MINISTERS faced a chorus of calls in the Commons yesterday to end Britain’s rip-off postal privatisation.

On National Postal Workers’ Day, Labour MP and former Parcel Force worker Hugh Gaffney squared up to Business Minister Margot James, asking: “Will the minister renationalise Royal Mail?”

She said a return to public ownership was “not the answer.”

Meanwhile, shareholders were laughing all the way to the bank. Royal Mail’s stock price rose yesterday and finance giant JP Morgan said the company offered “the most robust upside potential.”

Back in the Commons, shadow post minister Gill Furniss pointed out: “In a privatised Royal Mail service, we’ve seen 12,000 job losses and proposals to slash pensions by 45 per cent.

“Such is the classic case of one rule for the rich and another for the rest. Royal Mail has paid out £70 million in dividends to private shareholders and that’s only in the last six months.”

Asked by Ms Furniss if she stood by the privatisation, Ms James replied: “I stand by it 100 per cent. Royal Mail would have had no future had it not been privatised.”

The company is back in negotiations with the Communication Workers Union (CWU) after a court quashed an overwhelming mandate for strike action in a dispute over pensions and employment terms.

But the company now faces another industrial relations headache.

Four Parcel Force couriers are taking a test case to an employment tribunal in a bid to win workers’ rights. They will argue in February that the Royal Mail subsidiary has failed to pay the national minimum wage and holiday pay.

Mark Smith, one of the drivers bringing legal action, said: “I have worked for Royal Mail for over 25 years, both as an employed driver originally, and, since 2003, under what they say is a self-employed contract.  

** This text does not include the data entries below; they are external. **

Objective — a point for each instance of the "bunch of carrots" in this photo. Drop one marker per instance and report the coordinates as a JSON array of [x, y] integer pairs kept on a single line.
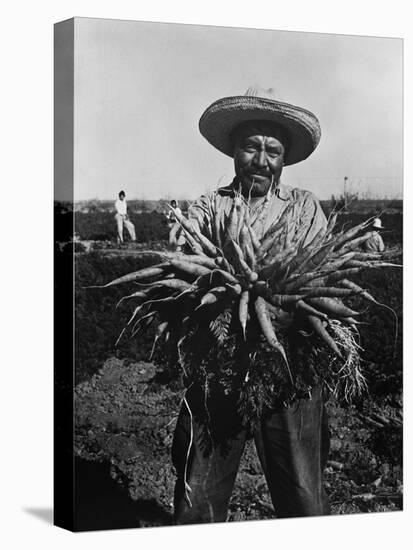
[[273, 282]]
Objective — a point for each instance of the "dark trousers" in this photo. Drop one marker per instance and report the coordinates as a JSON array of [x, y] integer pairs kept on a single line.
[[292, 445]]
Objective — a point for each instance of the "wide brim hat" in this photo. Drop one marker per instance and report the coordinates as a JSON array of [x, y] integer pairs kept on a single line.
[[220, 119], [377, 223]]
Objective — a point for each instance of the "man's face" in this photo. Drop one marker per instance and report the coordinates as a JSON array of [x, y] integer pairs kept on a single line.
[[258, 156]]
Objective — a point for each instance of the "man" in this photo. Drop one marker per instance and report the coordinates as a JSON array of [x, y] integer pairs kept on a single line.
[[262, 135], [122, 218], [375, 242]]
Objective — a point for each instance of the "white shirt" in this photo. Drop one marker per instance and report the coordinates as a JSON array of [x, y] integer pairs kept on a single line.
[[121, 207]]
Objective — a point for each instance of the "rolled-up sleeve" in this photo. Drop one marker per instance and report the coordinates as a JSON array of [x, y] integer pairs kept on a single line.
[[200, 214], [312, 217]]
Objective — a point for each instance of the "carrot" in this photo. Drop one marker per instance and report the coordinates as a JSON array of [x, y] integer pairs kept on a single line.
[[190, 268], [317, 259], [327, 292], [332, 219], [349, 285], [195, 247], [281, 317], [232, 222], [295, 282], [280, 300], [195, 235], [212, 296], [243, 311], [216, 227], [235, 289], [174, 284], [196, 259], [325, 279], [371, 265], [206, 244], [308, 309], [254, 239], [270, 269], [139, 295], [247, 248], [335, 264], [224, 264], [268, 331], [317, 326], [331, 307], [224, 276], [355, 243], [140, 275]]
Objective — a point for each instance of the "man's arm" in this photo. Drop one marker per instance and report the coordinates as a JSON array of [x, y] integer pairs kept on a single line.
[[312, 217], [200, 214]]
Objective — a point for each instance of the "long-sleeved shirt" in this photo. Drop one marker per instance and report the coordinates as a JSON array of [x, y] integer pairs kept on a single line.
[[305, 218], [121, 207]]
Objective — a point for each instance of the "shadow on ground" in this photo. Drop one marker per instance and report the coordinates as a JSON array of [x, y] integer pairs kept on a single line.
[[102, 503]]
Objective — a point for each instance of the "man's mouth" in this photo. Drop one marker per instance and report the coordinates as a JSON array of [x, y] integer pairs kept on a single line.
[[259, 177]]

“Yet, I do the same job I have always done; the only difference now is that I get paid less for doing more hours’ work per week than drivers who are categorised as employees.”

A Parcelforce spokesman said: “We are aware that a case has been filed. We do not comment on ongoing legal cases.”

* The CWU joined forces with Labour left organisation Momentum yesterday to launch a video making the case for renationalisation.

The video shows an elderly man toiling hard to construct a cuckoo clock in time for the Christmas post – only to find his local Post Office has been shut down.